Steven went on to study computer science at George Washington University. Don’t call him a technical founder though, as by his own admission, he was a terrible programmer. Over the next 15 years, Steven started businesses involved in developing predictive failure systems for air conditioning compressors and contractor maintenance management systems for contracting companies. Each of these products leveraged the nuances learned at Gotham working for Herb.

Steven always says:

“All my products are developed from the mechanic’s or the tradesman’s point of view. Even if the buyer of the product isn’t the tradesman, as long as he is the user, the product must mirror the way he works, and be easy for him to use.
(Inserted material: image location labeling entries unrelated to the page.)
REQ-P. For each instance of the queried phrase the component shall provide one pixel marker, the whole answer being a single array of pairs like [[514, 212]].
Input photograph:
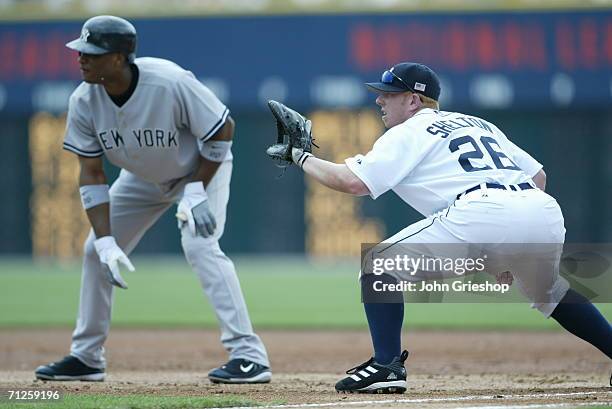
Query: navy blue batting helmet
[[106, 34]]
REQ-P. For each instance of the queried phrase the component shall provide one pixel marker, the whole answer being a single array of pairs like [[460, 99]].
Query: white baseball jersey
[[158, 133], [433, 156]]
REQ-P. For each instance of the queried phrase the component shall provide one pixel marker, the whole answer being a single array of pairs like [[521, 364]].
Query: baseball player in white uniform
[[473, 185], [171, 137]]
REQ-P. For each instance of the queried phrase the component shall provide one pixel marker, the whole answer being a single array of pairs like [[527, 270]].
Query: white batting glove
[[299, 156], [194, 210], [111, 255]]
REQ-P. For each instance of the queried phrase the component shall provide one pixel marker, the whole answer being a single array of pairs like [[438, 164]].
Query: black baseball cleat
[[240, 371], [372, 377], [69, 369]]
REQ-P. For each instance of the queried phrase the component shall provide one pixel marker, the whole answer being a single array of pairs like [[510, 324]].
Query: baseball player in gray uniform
[[171, 137], [472, 185]]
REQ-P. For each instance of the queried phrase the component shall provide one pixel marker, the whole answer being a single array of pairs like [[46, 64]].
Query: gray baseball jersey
[[157, 133]]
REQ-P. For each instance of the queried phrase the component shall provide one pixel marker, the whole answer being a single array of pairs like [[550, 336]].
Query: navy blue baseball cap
[[409, 76]]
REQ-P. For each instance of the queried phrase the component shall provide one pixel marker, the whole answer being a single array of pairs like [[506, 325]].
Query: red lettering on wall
[[30, 56], [512, 45], [8, 55], [52, 59], [391, 44], [457, 45], [565, 45], [607, 43], [537, 56], [588, 43]]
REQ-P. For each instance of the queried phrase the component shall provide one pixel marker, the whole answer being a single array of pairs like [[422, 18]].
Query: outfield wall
[[544, 77]]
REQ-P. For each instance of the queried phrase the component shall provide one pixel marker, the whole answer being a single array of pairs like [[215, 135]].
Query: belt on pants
[[520, 186]]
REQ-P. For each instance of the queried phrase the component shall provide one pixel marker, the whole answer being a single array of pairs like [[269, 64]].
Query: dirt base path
[[457, 369]]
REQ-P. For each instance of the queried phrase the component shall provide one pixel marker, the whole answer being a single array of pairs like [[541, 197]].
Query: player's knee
[[195, 246]]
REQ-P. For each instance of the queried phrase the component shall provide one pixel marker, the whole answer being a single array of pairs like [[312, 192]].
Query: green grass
[[280, 293], [135, 401]]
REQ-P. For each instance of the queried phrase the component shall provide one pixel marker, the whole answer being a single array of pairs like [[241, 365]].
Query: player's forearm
[[92, 174], [208, 168], [335, 176]]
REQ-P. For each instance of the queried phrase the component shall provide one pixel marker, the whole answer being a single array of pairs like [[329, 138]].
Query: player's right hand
[[111, 255]]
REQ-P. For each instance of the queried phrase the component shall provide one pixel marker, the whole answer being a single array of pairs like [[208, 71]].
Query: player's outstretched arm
[[91, 175], [333, 175]]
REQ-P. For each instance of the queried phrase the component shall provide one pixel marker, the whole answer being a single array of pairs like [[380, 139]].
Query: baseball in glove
[[293, 131]]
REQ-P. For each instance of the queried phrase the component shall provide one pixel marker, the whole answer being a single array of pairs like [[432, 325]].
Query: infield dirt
[[446, 369]]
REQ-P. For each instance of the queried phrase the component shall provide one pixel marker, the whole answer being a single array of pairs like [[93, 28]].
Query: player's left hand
[[111, 255], [294, 133], [194, 210]]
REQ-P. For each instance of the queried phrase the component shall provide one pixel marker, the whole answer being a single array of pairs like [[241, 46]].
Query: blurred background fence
[[543, 76]]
He is the lowest common denominator. The product must be tradesman-centric.”

After solving problems in various contracting subsectors for 22 years, ServiceChannel was born out of a request from a contracting company to send a report detailing their work history to a client. Steven understood what the motivation was – the best contracting companies want to show their stellar performance details to their clients. Steven put it on the web so contractors could make it available to all their customers.

Intuitively understanding the nuance of how tradesmen work, particularly what they will and won’t do, influenced other key product decisions, such as the initial decision to make it available to all the contracting companies he provided software for, the way credentialing is done in the company’s Fixxbook directory, and the decision to build a multi-tenant, shared database architecture (without knowing it was a SaaS best practice), so a contracting company could see all its activity, across all its accounts in one view, and to efficiently plan routes to many customers based on proximity. Things Steven knew intuitively, honed over many years, a technical founder or business school graduate would have had to learn through long, painful, and expensive trial and error.

Evidence of the impact of Steven’s understanding of the nuanced world of facility managers, contracting companies, and their technicians, is the fact that well over 50% of ServiceChannel’s clients came as referrals from existing users. ServiceChannel is now in use by hundreds of large companies, managing greater than 100,000 facility locations and is used by over 50,000 contracting companies. The company enjoys a historical 98% customer retention rate.

My experience as an investor in ServiceChannel is indicative of why, as an angel investor, I like founders who are deep domain experts. To validate my instinct, I gave my colleague Jennifer, David Kidder’s book, “The Startup Playbook”, and asked her to chart the backgrounds of the 40 CEOs profiled. She found that 18 of the entrepreneurs had deep domain experience (over 5 years in the space) and 7 had some domain experience. Of these 25, only 5 had some technical experience in addition – like Steven – but considered themselves industry experts more than technical founders.

How about you? Would you put your money on a technical founder or a deep domain expert? Have you identified something that could be a business? Is it a problem someone might pay to solve?